I am evaluating Dependency Injection (DI) frameworks for an Android app. The top contenders are: Dagger (with Butter Knife) and Android Annotations. I understand that Dagger and ButterKnife are from the same source- square and they complement each other. Here're are the key matrices that I am looking for:
Ease of use (our build is based on Gradle and we use Android Studio IDE)
Testing support (we use Robotium for functional testing and RoboLectric for unit testing)
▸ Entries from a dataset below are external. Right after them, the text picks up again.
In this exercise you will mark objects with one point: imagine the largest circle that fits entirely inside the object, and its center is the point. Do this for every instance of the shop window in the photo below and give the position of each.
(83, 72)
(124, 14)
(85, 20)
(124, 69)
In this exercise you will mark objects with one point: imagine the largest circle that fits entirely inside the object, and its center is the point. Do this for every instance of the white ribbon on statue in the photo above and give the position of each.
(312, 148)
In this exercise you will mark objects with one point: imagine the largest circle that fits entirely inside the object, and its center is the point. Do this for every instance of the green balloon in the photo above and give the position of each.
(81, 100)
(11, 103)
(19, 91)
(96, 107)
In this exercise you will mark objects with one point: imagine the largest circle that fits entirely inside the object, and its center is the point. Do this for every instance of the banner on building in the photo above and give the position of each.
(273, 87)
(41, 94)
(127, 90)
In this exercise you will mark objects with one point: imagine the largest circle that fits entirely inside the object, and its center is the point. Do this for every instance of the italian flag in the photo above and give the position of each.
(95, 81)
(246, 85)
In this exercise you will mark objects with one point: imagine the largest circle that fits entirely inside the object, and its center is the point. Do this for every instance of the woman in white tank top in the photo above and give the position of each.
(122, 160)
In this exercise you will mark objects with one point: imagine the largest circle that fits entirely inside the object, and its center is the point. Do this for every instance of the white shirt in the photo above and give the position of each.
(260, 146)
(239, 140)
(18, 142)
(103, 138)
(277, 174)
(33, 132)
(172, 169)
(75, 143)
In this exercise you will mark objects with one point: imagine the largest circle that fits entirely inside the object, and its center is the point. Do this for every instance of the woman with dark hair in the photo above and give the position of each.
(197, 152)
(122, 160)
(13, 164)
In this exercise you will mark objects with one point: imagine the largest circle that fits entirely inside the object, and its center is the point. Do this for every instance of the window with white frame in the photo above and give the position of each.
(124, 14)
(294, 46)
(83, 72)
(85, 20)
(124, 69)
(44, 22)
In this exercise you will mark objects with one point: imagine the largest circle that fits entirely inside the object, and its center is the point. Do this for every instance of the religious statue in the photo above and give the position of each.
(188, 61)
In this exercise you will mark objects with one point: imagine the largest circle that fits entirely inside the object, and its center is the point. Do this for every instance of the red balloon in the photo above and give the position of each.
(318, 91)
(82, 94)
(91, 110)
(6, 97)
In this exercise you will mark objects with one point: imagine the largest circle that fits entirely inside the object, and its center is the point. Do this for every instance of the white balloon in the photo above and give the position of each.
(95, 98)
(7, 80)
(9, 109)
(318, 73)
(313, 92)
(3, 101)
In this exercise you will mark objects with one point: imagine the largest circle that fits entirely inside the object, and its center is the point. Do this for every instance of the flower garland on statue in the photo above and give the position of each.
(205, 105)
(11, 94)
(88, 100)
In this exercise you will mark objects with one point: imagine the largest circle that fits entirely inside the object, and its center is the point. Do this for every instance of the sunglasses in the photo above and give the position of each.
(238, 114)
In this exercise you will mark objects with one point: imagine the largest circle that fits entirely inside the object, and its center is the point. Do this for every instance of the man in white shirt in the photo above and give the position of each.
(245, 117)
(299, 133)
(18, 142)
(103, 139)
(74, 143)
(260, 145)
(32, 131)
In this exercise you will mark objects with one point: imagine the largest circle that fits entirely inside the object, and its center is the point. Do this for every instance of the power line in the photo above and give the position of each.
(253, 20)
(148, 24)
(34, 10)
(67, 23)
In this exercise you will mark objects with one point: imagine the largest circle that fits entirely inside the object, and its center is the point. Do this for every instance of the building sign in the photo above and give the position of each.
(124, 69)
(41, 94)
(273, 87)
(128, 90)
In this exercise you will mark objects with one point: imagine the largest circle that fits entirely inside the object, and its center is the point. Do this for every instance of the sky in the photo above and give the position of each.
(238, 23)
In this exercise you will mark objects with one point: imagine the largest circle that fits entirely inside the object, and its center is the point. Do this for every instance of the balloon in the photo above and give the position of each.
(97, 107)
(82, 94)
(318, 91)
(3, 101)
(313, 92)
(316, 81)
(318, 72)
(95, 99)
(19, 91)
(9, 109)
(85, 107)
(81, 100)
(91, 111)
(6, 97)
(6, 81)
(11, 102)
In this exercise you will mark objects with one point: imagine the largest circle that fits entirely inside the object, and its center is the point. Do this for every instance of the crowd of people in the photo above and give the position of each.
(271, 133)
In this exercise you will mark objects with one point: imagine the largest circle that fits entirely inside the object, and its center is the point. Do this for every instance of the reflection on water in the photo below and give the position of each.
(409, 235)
Performance (DI frameworks use reflection, which one is faster?)
AndroidAnnotations
uses compile time annotation processing. It generates a sub class with an underscore apppended to the original name (MyActivity_ generated from MyActivity). So to have it work you always have to use the generated class for references instead of your original class.
It has a very rich feature set, see the list of available annotations.
Butterknife
uses also compile time annotation processing, but it generates finder classes which are used by a central class (ButterKnife). This means that you can use your original class for referencing, but you have to call the injection manually. A copy from the ButterKnife introduction:
#Override public void onCreate(Bundle savedInstanceState) {
super.onCreate(savedInstanceState);
setContentView(R.layout.simple_activity);
ButterKnife.inject(this);
// TODO Use "injected" views...
}
The feature set is not so rich, ButterKnife supports view injection (AndroidAnnotations equivalent would be #ViewByIdand #ViewsById) and some event binding (for a complete list see the namespace directory here, just count the OnXXX event annotations).
Dagger
is a DI implementation for Android, similar to Guice. It also uses compile time annotation processing and generates object graphs which you use for manually injection. You distinguish between application object graph and scoped object graphs for injecting e.g. in activities. Here you see an Application.onCreate example:
#Override public void onCreate() {
super.onCreate();
objectGraph = ObjectGraph.create(getModules().toArray());
objectGraph.inject(this);
// use injected classes
}
I found it is harder to start with dagger, but this might be only my experience. However see some videos here for a better start: 1, 2
From the feature set point of view I would say that Dagger implements functionalities which could be compared to AndroidAnnotation's #EBean and #Bean functionality.
Summary
If you are comparing ease of use, testing support and performance I can't find much difference between using AndroidAnnotation and ButterKnife+Dagger. Differences are in the programming model (use classes with _ instead of using the original ones and call the injection manually) and in the feature set.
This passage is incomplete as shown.